We might have a better idea of correllating the ancestral and derived versus the sample age if there were more reads for the I1 SNPs in SF11's BAM file, which would help lock down if SF11 was a transition between I and I1 or a brother lineage that didn't make it, but unfortunately SF11 is no call for more than 290 of the I1 SNPs (>93%), so it's difficult to say with any certainty.

I meant that we should check which I1 SNPs appeared "earlier" and which appeared "later", and if we get contradicting results this means we got errors due to damaged aDNA, contamination, e.t.c.


Of the other pre-I1 samples that I'm aware of that have a mixture of derived and ancestral I1 SNPs, there are two in a couple of the recent ancient Iberian papers:

BAL051 from "Survival of Late Pleistocene Hunter-Gatherer Ancestry in the Iberian Peninsula" Villalba-Mouco et al., 2019, Current Biology 29, 1–9; Derived SNPs: Z2699 2C, Z2751 2A, Z2869 1G, Z2885 1T, Z2887 1T, CTS7751 1T, Z2812 1T, Z2860 1A, L124 1C, CTS4532 1A, Z2724 2G, FGC2441 2G, CTS10140 1A. Ancestral SNPs:Z2886 1T, Z2679 1T, Z2727 1C, Z2850 1A, Y1962 4T, P40 1C, Z2747 1A, FGC2422 1C, CTS3506/Z2765 1A, FGC33327 1T, CTS11534 1A, Y1863 1T, L848 2C, FGC2433 1G, Y1950 1C, FGC2427 1C, Y1932 1A, Z2870 1T, S22865 1G, Z2806/CTS6765 1T.
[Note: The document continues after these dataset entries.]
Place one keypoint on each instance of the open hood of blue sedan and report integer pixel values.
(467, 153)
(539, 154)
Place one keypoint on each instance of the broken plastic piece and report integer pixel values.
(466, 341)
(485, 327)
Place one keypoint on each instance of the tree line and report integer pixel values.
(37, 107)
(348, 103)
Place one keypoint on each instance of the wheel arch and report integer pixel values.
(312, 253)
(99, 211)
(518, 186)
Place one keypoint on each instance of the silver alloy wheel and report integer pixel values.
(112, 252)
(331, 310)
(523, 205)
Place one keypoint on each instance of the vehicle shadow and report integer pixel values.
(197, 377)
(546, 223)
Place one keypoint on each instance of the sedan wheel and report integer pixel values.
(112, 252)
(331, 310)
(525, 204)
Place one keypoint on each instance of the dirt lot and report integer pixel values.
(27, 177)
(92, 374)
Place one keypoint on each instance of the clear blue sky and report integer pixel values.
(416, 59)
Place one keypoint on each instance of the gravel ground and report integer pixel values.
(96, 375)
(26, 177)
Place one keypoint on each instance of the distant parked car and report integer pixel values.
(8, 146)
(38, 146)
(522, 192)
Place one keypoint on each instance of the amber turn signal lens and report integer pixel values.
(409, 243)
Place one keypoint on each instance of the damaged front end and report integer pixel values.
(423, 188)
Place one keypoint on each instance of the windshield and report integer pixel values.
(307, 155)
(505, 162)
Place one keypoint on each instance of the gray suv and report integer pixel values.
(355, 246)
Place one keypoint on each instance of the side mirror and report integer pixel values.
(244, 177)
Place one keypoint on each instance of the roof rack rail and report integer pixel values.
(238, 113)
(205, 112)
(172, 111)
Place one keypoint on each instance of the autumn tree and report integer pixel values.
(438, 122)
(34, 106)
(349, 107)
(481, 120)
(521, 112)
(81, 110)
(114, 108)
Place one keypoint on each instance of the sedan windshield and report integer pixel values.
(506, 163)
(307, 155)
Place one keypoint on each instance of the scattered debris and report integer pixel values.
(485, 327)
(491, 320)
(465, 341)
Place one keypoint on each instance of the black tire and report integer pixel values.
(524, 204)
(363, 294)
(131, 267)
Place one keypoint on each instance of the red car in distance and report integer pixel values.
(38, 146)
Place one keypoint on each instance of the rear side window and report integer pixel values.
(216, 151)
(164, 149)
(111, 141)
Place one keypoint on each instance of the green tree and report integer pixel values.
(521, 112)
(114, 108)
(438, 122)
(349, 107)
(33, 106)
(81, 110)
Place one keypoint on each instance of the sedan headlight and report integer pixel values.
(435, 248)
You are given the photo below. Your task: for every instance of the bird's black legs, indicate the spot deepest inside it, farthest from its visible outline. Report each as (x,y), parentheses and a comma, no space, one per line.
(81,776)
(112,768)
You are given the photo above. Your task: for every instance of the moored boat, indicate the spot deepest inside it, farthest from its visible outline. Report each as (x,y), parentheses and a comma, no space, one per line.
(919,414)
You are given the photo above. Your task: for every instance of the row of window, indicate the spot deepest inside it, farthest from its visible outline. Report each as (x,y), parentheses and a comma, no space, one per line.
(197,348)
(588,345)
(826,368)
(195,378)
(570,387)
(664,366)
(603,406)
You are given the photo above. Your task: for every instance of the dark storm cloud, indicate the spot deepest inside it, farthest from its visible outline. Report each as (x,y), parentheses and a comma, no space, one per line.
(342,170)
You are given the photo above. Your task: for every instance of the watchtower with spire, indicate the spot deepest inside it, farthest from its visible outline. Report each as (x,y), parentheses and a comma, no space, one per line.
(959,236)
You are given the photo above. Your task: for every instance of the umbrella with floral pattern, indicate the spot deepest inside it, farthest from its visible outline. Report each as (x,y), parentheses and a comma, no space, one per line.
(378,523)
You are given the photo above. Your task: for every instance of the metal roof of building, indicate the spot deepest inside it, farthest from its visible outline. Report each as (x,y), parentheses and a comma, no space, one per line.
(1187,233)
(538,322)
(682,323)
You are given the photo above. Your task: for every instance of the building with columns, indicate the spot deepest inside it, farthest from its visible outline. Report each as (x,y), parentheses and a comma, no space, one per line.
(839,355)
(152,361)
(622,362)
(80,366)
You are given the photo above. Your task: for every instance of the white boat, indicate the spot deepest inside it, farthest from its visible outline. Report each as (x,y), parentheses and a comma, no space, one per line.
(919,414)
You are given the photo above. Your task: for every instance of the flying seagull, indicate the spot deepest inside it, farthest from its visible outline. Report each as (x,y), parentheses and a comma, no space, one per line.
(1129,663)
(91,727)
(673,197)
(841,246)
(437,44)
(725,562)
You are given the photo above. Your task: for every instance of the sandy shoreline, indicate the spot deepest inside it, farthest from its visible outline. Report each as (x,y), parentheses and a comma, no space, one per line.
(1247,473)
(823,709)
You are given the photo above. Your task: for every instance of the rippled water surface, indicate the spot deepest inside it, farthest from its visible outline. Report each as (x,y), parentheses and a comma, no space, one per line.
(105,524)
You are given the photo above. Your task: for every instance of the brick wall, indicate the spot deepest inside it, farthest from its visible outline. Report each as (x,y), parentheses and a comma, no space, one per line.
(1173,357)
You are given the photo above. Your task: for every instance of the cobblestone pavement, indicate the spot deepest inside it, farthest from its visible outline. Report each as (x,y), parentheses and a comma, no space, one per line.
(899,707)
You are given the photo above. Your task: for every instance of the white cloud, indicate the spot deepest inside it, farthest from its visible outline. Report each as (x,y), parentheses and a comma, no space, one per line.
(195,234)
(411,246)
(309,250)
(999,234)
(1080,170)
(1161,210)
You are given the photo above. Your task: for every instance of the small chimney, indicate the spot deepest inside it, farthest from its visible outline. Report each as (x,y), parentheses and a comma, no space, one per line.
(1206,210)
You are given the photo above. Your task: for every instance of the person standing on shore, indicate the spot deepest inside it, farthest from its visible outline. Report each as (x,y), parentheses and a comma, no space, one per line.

Car1 from "The genomic history of the Iberian Peninsula over the past 8000 years" Olade et al 2019, Science 363, 1230–1234; Derived I1 SNPs: Z2699 1C, Z2880 3A, Z2729 1T, Z2779 1C, CTS10338 1C, Z2885 1T, V5190/Z2742 1A, CTS11036/Z2863 1T, Z2730 1G, Z2720 1T, Z2887 1T, Z2847 1T, CTS1739 1G, Y1950 CGGA, Z2852 1T, CTS6022 1A, CTS4532 1A, Z2859 2A, Z2695 1T; Ancestral I1 SNPs: L840 1C, FGC7747 1T, Z2718 2C, Z2679 2T, Z2727 3C, CTS6140 1T, Y1872 1G, Z2747 1A, CTS11042 2T, Z2826 1T, Z2858 1G, V5203 2G, CTS11534 1A, Y1863 3T, CTS8394 1G, Z2825 1G, L848 1C, CTS9486 1G, Z2705 1C, Z2790 1G, Y1860 1A, Y1871 1C, FGC2427 1C, L764 1C, L1439 2C 1G (ambiguous, but likely ancestral), Z2870 1T, CTS9487 1G, Z2775 1G, CTS9368 2T, Y1876 1T,Z6116 1A, Z2832 2G, CTS7386 1T, CTS8708 1T, FGC2462 1C - also one SNP that has a mutation at the described position for FGC2445, but to a different nucleotide (1A rather than T).

I've checked beforehad the BAL051 results, unfortunately no SNPs that show up in both samples (SF11 and BAL051).
But at least we have FGC7747, that is derived in SF11 and ancestral in Car1.

deadly77
09-30-2019, 10:47 PM
I've checked beforehad the BAL051 results, unfortunately no SNPs that show up in both samples (SF11 and BAL051).
But at least we have FGC7747, that is derived in SF11 and ancestral in Car1.

Both SF11 and BAL051 have a read for FGC2433 - SF11 has derived (1A), BAL051 has ancestral (1G). Although this doesn't contradict earlier/later since BAL051 is older than SF11.